Commodity Forward, Commodity Swap - key risks and features

MiFID II

Commodity Forwards & Swaps are risk management tools that can be utilised in order to hedge commodity risks and exposures generated through commercial activity. These products allow users to guarantee future cash-flows and remove the risks presented by market fluctuations for known future revenues or expenditures.

Key risks and features

  • Market Risk

    • Market risk can materialise due to macroeconomic factors and may have an impact on a particular instrument or more broadly on markets as a whole.
    • There is no direct risk to returns from market risk, however there is the potential for opportunity cost because whilst entering into one of the contracts above guarantees a known price on delivery, it is possible that on expiry Spot market conditions could be preferable to those agreed in the contract and thus a client may have been in a better position having not initially entered into the hedge.
  • Credit Risk

    • By entering into a bilateral contract a client is taking on a credit risk to Investec Bank plc. In the event that Investec should default on its obligations or become insolvent a client may not receive back the full value of their transactions.
  • Volatility Risk

    • In adverse market conditions volatility can increase and this will lead to greater market risk.
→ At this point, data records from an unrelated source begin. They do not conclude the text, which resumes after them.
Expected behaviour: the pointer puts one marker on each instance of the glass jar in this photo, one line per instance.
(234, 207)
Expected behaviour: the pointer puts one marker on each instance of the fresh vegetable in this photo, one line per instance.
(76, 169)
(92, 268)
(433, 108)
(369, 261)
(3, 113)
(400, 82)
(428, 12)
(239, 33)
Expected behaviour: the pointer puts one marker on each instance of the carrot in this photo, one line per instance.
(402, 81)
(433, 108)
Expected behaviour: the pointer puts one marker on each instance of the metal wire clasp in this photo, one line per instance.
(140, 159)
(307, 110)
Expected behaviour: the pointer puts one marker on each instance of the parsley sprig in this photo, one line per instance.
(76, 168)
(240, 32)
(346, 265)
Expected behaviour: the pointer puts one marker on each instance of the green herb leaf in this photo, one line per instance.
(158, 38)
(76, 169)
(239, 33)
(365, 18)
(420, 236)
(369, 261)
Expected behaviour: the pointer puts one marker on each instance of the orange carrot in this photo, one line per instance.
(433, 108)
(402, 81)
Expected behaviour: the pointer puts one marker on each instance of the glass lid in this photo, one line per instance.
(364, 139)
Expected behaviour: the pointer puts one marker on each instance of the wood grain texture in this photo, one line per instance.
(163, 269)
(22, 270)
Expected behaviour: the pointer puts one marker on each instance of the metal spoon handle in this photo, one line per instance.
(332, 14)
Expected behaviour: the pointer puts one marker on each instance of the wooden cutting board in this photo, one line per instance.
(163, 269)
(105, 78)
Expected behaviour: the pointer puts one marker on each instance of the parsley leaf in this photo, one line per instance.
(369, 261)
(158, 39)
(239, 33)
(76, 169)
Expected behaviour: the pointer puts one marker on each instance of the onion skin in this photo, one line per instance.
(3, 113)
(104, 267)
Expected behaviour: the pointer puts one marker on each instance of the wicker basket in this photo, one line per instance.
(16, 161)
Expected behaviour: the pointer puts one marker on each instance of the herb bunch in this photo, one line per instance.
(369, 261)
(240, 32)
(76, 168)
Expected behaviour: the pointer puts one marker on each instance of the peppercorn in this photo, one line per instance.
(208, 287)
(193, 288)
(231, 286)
Volatility in commodity markets will vary between commodity type.
    • In more volatile market conditions clients may be subject to a wider spread with regards to pricing available.
    • Changes in volatility will have an impact on the mark to market of a derivative contract.
  • Liquidity Risk

    • Liquidity in commodity markets varies depending on the specific commodity type.
    • In markets with less liquidity clients may be subject to a wider spread with regards to pricing available. 
  • FX Risk

    • Clients entering into commodity contracts with Investec may be exposed to indirect FX risk depending upon the details of the specific transaction. GBP clients purchasing a USD denominated commodity for example are exposed to both the underlying commodity risk and indirectly have an exposure to GBP/USD FX rates.
    • This risk can be mitigated as a part of any commodity transaction undertaken as required.
  • Concentration Risk

    • Concentration risk is not applicable to these products.
  • Conflicts Risk

    • Conflicts arising from Investec’s business model are managed through internal controls and process and is detailed in the Conflicts of Interest policy which can be found on the website.
  • Transparency

    • Commodity Spot markets are very transparent with up-to-date pricing available online. Pricing around other commodity instruments such as these products is not as transparent.
    • Where markets are less transparent it can be challenging to form an independent assessment of a contract’s fair value.  
  • Margin Risk

    • Investec may, from time to time, request that a client posts collateral against a trading position, subject to the specific arrangements agreed between Investec and client. These funds are required in order to protect Investec from losses should a client default on their obligations or become insolvent. 
    • Collateral held for MiFID Professional clients will be held in a margin account under a Title Transfer Collateral Arrangement (“TTCA”). A TTCA is a legal arrangement that gives Investec ownership of the clients margin funds whilst they are in possession of the Bank. Investec can therefore utilise these funds as required for liquidity or investment purposes as is deemed necessary.
    • A client that has funds held by Investec as collateral is also exposed to the credit risk outlined above.
  • Contingent Liabilities

    • Contingent Liabilities are not applicable to these products.
  • Exit Costs

    • These products do not have explicit exit fees that are payable above and beyond a client's mark to market and contractual obligations should they wish to close a position early, however there may be costs involved in this process depending upon market conditions at the time the client wishes to exit. A client may not be able to redeem the full original value of the contract.
    • A client's ability to exit early will also be dependent upon the liquidity of the market at the time; should a market be illiquid at the point of early exit then the exit costs are likely to be more significant.
    • There is no cost associated with exiting a product on expiry or at the end of its recommended holding period provided a client satisfies their contractual obligations.
  • Leverage

    • Leverage is not applicable to these products.
  • Interest Rate Risk

    • Changes in interest rates will have an impact on the mark to market of derivatives because rates determine how future cash flows are discounted.